国土交通省の大規模自転車道以外にも、河川敷や土手上のローカルなサイクリングロードや細い路地なども収録されているようで、自転車での使用をきちんと考慮された地図データになっているようです。ただし舗装路か非舗装路かは本機の地図画面からは判別できないので注意が必要です。

林道に関しても、基幹林道はもとよりかなりマイナーな道まで収録されているようで、林道走行目的だけなら外部地図を使用する必要は今のところなさそうです。ただし、旧道で、廃道となった道が収録されていない例は確認しています。
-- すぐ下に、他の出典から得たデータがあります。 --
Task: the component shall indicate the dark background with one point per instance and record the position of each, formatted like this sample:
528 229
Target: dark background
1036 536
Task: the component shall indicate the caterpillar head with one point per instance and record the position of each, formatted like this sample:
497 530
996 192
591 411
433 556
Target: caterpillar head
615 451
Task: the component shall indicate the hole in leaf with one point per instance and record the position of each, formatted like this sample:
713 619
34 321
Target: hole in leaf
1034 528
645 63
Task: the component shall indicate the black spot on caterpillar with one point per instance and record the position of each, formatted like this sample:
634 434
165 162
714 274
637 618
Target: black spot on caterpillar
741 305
善良な一般市民としては廃道が載っていないのはけしからんと主張する訳にはまいりませんから、これは仕方ありません。その他、当然ですがデータ収録日以降に敷設された新しい道は収録されていませんし、住宅街の裏道的な狭路などで未収録の区間もたまにはあるようです。いずにせよ、必要な場合にはそれぞれの目的趣味嗜好志向に適した有償ないしは無償の外部地図を別途導入すれば対応可能です。



(2)トレーニングページ

トレーニングページの表示機能のほとんどは既存のEdgeシリーズ他機種と共通の機能が多いだろうと思いますが、ラップ詳細ページとコースポイントページに関するインプレッションがあまり見当たらないので、ここではこの二つの表示ページに絞って紹介します。

■ラップ詳細ページ

ラップ詳細ページはデータ項目の各ラップごとの一覧表+最大4個のデータ項目を表示するページです。本来はインターバルトレーニングに使うページだと思いますが、当方は専ら休憩から休憩の間のカロリー一覧を表示させて休憩タイミングや補給の現場判断の参考としています。区間距離一覧が表示できないのは残念ですが、タイム一覧とカロリー一覧が見られるだけでも有難いものです。
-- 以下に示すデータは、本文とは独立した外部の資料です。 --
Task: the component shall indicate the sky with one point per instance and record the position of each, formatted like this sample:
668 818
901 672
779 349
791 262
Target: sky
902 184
ラップ一覧の部分は、左右の「<」「>」をタップすることで各ラップの平均スピードや平均ケイデンス、平均パワー一覧などに表示を切り替えることもできます。

なお、カロリーの計算方法に関しては「Garmin カロリー数値の疑問」というレビューが過去に議論されているように、本機のカロリーの計算値がどこまで信頼できるのかという問題はありますので、あくまで参考程度です。

本機のカロリーの計算値は、パワー計が接続されている場合はパワー計の結果(仕事量)のみが考慮されているように思えますが、本レビューでは割愛します。
機会があれば改めて報告したいと思います。

https://cbnanashi.net/cycle/modules/newbb/viewtopic.php?topic_id=8044&forum=86

ちなみに、念のために書いておきますが「休憩から次の休憩までの区間」をラップとして区切る方法は以下の通りです。
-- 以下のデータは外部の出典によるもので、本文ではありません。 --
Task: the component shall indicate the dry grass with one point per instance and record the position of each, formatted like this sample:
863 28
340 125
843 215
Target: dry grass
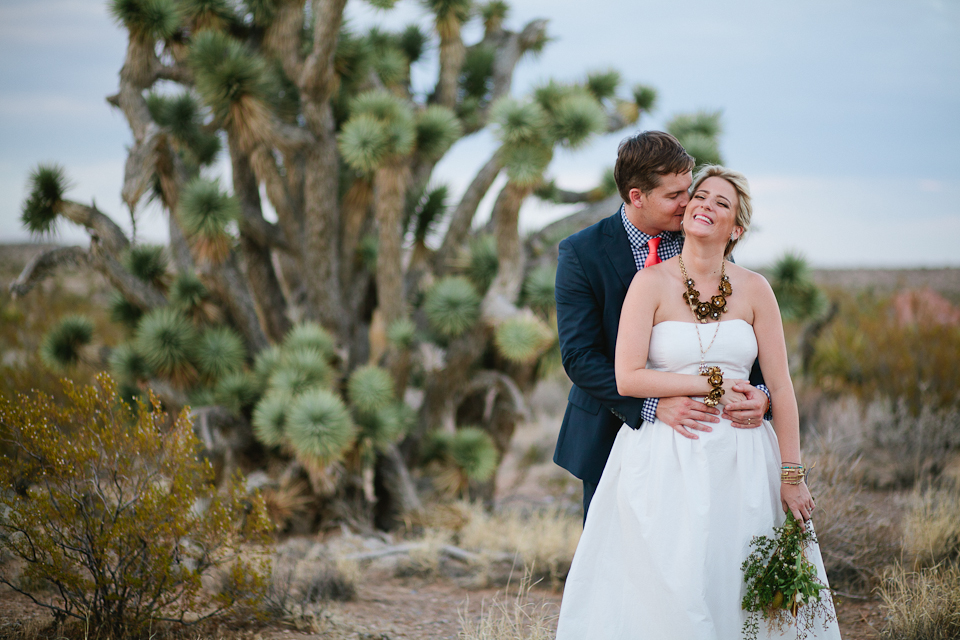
520 618
544 539
932 531
857 539
922 606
・自動ラップ機能をオフ(手動によるラップ)に設定する
・アクティビティ中、休憩に入る度にラップボタンを押す(押し忘れに注意しましょう)



■コースポイントページ

「コースポイント」はルートラボで言えばルート上のコメントのようなものですが、ガーミンコネクトのコース作成画面でコース上に「コースポイント」を追加しておくと、アクティビティ中に、このコースポイントページが現在地からコースポイントまでの距離と予測される所要時間(以後、推定所要時間)を表示してくれます。つまり、ロングライドで特に気になる

①次の休憩予定地(コンビニ等)やランドマークまであと何kmか
※前後も含めて多めに入力しておくと、次で休憩するか次の次にするか迷ったときに役立ちます。

②いま登っている峠のピークまであと何kmか

の2点をリアルタイムで知ることができます。特に初めて走行するコースでは非常にありがたい機能です。

推定所要時間の方は、途中でコースプロファイルが大きく変わる場合にはあまり参考になりません。内部でどのような計算をしているのかはまだはっきりとつかみ切れていませんが、印象としては、短くとも30分とか1時間、あるいはもっと長いスパンの平均速度を元に計算されているような感じです。そのため、数km程度の峠でも、登りきるまでずっとその前の平地巡行スピードを基準に計算されてしまうといったことがあります。

平地メインのコースであればそれなりに役立つかもしれませんが、当然ながら途中の休憩時間は考慮されないので、次の次以降は休憩時間や体調、田舎道か市街地かなどを総合的に検討しながら眺めることになり、結局ほとんど自力で予測するのと変わりません。そういった理由で、当方は推定所要時間は正直あまり見ていません。とりあえず距離が分かるだけでも良しとしています。

そのほか変則的な使い方ですが、コースポイントはメモ欄としても使用できます。
例えば輪行予定の時は候補の列車の発車時刻を駅の手前にコースポイントとして入力したり、ランチ予定の飲食店ならランチタイムの時間帯などをメモ代わりに記述できます。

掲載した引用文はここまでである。